Johannesburg, on the other hand, has evolved from being a muddy hole full of money and ambition to become a gigantic office block containing 6-million people.
Yes, it’s got some great recreational facilities and some nice green spaces between the buildings, and the food court is great, and there’s a good vibe between employees, a vibe entirely missing among the curtain-twitchers of Cape Town. But it remains a single, vast commercial object, built nowhere near a river or the sea or any of those places where cities naturally develop. For millions of its inhabitants, it is, ultimately, a place where they live to make money so that their real lives can happen elsewhere.
Which is why I remain sceptical about Johannesburg’s willingness to vote in large numbers for something radically different.
It’s not that office workers don’t care about the building that houses them. Most do. But they don’t consider it their job to keep their building functioning. That’s someone else’s job, and they’re not entirely sure who. Even knowing who isn’t their job. Their job is to show up and work and get paid, and they’ll do that even when the front door is falling off its hinges and two of the four lifts have become unusable.
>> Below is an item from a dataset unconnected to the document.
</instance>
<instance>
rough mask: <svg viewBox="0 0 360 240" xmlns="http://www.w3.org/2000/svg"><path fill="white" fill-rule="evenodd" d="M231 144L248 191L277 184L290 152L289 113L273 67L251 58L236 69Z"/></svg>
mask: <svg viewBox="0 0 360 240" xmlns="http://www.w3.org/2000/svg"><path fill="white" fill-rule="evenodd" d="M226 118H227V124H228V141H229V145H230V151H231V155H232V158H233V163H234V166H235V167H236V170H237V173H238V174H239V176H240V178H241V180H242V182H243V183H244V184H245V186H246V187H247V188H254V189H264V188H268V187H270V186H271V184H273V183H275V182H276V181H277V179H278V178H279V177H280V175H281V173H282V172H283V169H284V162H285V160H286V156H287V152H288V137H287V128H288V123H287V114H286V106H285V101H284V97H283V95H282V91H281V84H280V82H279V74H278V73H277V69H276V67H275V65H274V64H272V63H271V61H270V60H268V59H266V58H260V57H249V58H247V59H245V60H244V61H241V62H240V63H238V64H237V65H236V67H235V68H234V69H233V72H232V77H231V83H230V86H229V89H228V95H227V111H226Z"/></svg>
Of course, if the building becomes too rickety to work in or the water or electricity gets cut off, they’ll have to make a plan and find a job in another company. But that’s part of the modern working world: you go where there’s work. And they certainly won’t hang around wondering how they can fix their old office block.
I want to be proved wrong. I want Joburg’s citizens to do something remarkable in the local government elections, upending old voting patterns by coming out in their numbers to wrench Johannesburg out of this dismal, broken, eternal present in which it has floundered for so many years.
I want them to install a coalition government that chooses investment and delivery over extraction and contempt. I want them to prove that Johannesburg is a home for people and not just a stop along the way.
Many residents want the same. But how many? And will they vote?
That is the question that will be answered in November.